L’affaire des démolitions du quartier Campement, dans la commune de Koumassi, continue de susciter des réactions.
Dans un communiqué rendu public le 15 juin 2026, l’Observatoire du Barreau de Côte d’Ivoire pour les Droits Humains et la Lutte contre la Corruption dénonce une opération entachée de nombreuses irrégularités et exige que toute la lumière soit faite sur les responsabilités engagées.
Le 3 juin dernier, des centaines de familles ont été brutalement déguerpies du quartier Campement. Maisons, commerces et lieux de vie ont été réduits en gravats sur une superficie estimée à dix hectares, laissant de nombreux habitants sans abri et exposés aux intempéries.
Selon l’Observatoire, l’opération a été revendiquée par M. Alloui Brou Jacques, ancien adjoint au maire de Koumassi et opérateur économique, qui affirme avoir agi sur la base d’un jugement rendu le 14 avril 2025 dans une affaire l’opposant à plusieurs occupants du site.
Toutefois, les avocats soulignent que cette décision de justice ne concernait que six personnes précisément identifiées. Le tribunal avait ordonné leur déguerpissement, et non la destruction massive des habitations d’un quartier entier. Pour l’Observatoire, l’exécution de cette décision a largement dépassé son cadre légal en touchant des centaines de personnes qui n’étaient ni parties au procès ni concernées par le jugement.
« On ne peut exécuter une décision de justice contre des tiers », rappelle l’institution, invoquant le principe fondamental de l’effet relatif de l’autorité de la chose jugée.
L’Observatoire relève également de sérieuses anomalies concernant la présence des forces de l’ordre sur les lieux. En effet, la réglementation en vigueur impose une réquisition préalable du Procureur général avant tout concours de la force publique dans ce type d’opération. Or, selon le communiqué du Procureur de la République publié le 10 juin 2026 ainsi que les investigations menées par le Barreau, aucune réquisition n’aurait été délivrée.

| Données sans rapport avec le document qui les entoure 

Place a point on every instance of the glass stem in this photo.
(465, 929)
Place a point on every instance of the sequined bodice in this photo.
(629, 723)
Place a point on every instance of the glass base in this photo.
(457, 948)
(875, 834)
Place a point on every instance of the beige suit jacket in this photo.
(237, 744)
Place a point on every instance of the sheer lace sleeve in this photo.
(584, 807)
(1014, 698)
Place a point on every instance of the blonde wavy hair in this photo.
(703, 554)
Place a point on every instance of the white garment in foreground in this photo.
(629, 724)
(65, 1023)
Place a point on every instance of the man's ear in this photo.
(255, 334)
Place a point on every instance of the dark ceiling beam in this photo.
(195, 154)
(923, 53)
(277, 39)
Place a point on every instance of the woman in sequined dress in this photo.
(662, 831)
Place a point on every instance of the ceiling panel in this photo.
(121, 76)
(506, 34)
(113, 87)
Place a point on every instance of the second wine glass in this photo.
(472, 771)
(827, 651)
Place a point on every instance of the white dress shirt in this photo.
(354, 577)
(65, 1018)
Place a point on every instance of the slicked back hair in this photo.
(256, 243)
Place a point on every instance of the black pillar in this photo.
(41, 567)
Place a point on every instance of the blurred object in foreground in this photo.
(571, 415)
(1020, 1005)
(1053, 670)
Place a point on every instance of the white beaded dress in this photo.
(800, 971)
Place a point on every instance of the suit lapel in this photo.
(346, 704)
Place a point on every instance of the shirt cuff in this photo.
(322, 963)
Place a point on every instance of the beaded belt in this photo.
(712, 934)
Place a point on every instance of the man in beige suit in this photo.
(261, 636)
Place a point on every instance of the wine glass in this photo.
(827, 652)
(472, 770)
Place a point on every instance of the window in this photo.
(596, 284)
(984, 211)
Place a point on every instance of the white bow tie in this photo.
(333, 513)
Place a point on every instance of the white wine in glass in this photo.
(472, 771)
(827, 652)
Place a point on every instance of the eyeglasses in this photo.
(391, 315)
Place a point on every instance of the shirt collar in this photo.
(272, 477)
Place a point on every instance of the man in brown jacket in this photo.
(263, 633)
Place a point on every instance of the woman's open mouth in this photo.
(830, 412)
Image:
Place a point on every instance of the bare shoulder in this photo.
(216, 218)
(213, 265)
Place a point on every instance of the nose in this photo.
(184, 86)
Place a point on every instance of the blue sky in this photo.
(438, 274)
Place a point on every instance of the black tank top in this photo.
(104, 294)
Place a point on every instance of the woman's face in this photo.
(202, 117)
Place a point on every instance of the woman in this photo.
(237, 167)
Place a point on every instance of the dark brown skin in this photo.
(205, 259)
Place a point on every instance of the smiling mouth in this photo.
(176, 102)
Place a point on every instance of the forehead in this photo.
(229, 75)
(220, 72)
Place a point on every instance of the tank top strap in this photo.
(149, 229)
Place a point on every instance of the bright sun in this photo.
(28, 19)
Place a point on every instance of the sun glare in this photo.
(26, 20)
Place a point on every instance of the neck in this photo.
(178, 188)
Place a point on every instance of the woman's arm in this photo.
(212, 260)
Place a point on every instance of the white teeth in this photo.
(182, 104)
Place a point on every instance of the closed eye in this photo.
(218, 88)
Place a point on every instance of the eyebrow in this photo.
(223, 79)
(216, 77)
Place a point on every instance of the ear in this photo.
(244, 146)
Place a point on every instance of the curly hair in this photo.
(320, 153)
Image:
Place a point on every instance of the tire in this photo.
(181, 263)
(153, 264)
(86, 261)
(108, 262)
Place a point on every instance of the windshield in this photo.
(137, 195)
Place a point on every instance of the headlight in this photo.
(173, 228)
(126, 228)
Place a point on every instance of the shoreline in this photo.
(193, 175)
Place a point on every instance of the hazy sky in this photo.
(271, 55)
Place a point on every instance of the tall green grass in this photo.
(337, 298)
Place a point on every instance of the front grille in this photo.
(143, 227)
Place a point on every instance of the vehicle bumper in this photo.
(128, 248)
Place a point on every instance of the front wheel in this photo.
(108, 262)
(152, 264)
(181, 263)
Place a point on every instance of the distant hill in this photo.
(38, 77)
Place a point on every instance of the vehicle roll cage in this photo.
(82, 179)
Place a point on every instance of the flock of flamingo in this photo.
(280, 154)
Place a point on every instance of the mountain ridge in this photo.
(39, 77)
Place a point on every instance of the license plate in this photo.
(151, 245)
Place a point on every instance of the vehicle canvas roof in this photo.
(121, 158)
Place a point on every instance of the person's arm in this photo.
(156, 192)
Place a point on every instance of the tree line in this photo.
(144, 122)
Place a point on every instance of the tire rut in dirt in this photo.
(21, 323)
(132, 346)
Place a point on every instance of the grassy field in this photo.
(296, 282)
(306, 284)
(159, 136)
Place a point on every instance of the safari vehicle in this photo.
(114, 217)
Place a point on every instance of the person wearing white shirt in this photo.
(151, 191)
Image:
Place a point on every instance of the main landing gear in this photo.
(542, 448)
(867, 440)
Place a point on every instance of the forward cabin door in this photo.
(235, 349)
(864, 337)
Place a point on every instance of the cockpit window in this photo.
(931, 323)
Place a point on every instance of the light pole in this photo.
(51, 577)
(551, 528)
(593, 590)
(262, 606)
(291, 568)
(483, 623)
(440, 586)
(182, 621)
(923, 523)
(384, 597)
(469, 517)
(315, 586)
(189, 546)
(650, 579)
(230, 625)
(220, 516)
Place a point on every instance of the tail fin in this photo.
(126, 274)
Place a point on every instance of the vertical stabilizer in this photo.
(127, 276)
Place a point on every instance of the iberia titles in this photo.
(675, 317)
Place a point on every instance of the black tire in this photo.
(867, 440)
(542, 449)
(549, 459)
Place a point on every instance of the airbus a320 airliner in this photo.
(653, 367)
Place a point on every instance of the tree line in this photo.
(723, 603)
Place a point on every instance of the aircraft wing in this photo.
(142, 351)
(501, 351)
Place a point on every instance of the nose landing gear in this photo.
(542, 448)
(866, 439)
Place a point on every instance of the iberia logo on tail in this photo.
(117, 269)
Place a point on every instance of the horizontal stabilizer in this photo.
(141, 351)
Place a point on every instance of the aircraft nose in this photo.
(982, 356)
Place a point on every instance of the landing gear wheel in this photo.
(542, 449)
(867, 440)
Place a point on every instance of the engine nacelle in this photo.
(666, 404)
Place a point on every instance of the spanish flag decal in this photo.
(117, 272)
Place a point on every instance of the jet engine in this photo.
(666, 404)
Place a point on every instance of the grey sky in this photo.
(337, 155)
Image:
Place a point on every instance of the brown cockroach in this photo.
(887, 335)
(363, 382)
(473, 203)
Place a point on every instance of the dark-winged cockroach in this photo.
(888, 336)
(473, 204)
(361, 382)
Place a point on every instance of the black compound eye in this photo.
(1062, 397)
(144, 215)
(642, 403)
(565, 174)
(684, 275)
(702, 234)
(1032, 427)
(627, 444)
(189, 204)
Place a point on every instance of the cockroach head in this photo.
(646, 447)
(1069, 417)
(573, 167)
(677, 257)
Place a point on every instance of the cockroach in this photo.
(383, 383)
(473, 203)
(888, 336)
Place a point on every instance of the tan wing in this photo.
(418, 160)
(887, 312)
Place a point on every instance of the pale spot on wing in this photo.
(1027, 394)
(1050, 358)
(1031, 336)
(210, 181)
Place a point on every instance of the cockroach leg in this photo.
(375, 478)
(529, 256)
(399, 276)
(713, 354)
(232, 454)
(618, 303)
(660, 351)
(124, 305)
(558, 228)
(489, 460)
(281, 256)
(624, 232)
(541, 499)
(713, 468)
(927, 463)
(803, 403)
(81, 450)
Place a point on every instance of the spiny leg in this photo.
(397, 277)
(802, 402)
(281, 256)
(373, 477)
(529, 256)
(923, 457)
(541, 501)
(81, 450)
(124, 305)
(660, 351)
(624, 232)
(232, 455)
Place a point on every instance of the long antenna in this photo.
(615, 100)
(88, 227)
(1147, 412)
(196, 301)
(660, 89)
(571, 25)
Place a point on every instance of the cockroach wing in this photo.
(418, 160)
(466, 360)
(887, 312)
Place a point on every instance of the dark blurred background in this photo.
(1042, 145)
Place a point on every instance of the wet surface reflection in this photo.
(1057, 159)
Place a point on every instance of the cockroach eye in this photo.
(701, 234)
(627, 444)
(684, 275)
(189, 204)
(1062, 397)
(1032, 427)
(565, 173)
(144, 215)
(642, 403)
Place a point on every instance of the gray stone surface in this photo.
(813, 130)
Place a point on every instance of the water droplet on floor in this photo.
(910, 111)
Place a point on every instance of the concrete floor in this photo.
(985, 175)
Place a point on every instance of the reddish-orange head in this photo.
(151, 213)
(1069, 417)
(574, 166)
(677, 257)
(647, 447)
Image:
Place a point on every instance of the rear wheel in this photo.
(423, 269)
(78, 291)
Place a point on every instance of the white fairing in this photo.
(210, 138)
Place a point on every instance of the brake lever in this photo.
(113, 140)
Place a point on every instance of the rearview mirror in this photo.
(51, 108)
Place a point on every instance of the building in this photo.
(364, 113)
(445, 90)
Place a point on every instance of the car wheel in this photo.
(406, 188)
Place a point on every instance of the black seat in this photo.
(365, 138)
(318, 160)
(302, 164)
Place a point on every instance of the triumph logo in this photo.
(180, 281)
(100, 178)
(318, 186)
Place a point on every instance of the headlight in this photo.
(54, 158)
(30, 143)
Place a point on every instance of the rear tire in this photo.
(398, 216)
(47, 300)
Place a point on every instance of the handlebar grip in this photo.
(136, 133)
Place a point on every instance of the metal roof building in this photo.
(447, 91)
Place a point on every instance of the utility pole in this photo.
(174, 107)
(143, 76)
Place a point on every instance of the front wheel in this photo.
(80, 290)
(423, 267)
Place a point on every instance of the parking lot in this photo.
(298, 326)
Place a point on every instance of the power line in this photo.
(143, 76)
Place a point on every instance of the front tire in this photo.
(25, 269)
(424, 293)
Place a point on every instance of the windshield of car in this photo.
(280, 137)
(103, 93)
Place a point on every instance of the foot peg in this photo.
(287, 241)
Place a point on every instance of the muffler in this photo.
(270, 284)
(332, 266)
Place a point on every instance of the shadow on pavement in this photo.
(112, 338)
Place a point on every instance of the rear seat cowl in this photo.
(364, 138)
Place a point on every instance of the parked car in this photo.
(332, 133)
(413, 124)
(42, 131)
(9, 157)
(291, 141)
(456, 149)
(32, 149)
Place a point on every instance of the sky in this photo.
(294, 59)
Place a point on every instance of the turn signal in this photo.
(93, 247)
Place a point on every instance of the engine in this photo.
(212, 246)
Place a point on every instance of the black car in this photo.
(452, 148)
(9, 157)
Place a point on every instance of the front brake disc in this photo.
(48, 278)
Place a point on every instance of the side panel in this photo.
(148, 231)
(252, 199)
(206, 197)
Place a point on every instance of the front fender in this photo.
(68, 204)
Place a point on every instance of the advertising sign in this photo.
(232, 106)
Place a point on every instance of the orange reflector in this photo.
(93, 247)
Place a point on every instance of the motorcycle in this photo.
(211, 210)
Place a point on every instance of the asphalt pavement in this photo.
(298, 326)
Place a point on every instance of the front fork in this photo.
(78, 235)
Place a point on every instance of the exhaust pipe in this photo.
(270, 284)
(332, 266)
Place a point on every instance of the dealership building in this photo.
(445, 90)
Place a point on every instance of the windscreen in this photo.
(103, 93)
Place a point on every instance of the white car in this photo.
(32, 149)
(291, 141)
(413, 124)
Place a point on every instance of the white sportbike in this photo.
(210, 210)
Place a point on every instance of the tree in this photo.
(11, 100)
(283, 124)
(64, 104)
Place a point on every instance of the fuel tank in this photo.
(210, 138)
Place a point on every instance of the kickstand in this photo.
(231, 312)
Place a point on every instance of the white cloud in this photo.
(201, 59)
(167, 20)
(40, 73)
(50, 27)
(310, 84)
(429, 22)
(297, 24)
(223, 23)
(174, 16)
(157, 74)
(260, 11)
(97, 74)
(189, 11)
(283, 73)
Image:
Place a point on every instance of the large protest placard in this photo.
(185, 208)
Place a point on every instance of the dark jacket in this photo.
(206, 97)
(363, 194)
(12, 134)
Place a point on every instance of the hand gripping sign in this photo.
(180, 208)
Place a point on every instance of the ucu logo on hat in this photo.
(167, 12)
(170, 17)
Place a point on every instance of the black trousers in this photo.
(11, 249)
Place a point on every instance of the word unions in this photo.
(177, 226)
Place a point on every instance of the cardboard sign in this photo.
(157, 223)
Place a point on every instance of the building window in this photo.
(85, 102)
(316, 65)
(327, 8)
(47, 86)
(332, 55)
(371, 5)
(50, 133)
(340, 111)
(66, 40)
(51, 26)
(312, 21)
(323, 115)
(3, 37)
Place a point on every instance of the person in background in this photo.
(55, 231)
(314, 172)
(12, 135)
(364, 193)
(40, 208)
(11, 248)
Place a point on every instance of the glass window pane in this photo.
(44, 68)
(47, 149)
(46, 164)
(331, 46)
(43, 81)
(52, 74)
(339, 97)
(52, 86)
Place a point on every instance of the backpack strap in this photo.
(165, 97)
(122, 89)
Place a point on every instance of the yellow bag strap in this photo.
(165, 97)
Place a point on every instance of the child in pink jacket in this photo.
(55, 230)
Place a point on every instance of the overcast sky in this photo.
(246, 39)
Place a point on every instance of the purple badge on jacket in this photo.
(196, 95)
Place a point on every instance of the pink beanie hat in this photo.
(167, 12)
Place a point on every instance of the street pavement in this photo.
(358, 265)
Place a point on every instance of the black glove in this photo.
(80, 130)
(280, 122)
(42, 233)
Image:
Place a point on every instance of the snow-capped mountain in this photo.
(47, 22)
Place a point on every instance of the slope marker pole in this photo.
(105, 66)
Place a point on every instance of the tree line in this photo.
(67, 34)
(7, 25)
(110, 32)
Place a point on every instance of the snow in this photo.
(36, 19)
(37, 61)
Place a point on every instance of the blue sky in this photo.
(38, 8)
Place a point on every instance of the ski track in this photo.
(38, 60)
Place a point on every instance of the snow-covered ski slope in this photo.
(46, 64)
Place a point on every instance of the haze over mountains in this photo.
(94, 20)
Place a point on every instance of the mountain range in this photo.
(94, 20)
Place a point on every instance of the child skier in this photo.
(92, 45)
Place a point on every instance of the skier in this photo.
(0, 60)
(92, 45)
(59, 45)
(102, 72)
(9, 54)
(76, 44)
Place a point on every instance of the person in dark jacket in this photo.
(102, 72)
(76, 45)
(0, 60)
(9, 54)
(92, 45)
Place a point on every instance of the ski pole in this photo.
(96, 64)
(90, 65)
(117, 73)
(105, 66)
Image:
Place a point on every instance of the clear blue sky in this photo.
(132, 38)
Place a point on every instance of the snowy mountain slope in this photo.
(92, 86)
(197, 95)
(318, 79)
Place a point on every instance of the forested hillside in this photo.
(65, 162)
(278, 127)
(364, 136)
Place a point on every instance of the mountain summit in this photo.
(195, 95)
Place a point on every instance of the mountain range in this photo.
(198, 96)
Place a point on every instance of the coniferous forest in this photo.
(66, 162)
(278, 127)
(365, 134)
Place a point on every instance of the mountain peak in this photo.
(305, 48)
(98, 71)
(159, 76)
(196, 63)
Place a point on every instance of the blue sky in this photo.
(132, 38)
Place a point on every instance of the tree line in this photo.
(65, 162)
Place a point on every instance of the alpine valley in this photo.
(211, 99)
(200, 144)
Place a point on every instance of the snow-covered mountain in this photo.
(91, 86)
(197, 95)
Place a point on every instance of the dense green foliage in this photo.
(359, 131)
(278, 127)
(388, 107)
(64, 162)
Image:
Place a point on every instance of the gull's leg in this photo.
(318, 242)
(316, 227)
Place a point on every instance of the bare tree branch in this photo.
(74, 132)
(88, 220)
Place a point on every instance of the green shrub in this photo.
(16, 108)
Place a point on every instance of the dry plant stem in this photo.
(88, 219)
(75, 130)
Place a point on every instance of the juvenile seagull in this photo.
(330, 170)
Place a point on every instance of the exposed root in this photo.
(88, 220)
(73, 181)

Malgré cette absence de procédure régulière, les forces de sécurité étaient massivement déployées lors de l’opération. Une situation qui soulève de nombreuses questions sur les responsabilités administratives et institutionnelles ayant permis son déroulement.
Le Barreau rappelle par ailleurs que l’article 15 de la Constitution garantit le droit de propriété et interdit toute privation de biens en dehors d’une procédure d’utilité publique assortie d’une indemnisation juste et préalable. Or, les habitants concernés n’ont bénéficié ni d’une procédure d’expropriation conforme à la loi ni d’une quelconque compensation financière.
Au-delà du rôle attribué à M. Alloui Brou Jacques, l’Observatoire appelle les autorités judiciaires à identifier tous les acteurs ayant participé à la préparation, à l’encadrement et à l’exécution de cette opération. Il estime que les investigations annoncées par le Procureur de la République doivent remonter l’ensemble de la chaîne des responsabilités afin que toutes les complicités éventuelles soient établies.
Tout en saluant l’ouverture d’une enquête, le Barreau souhaite que l’opinion publique soit régulièrement informée de son évolution.
Enfin, face à la détresse des populations sinistrées, l’Observatoire du Barreau de Côte d’Ivoire annonce l’ouverture d’une permanence d’assistance juridique gratuite à compter du 19 juin 2026 à la Maison de l’Avocat, à Cocody II-Plateaux. Des avocats bénévoles y recevront les victimes afin de les orienter sur les recours susceptibles de permettre la défense de leurs droits et l’obtention de réparations.
Pour le Barreau, cette affaire constitue un test majeur pour l’État de droit et la protection effective des droits fondamentaux des citoyens.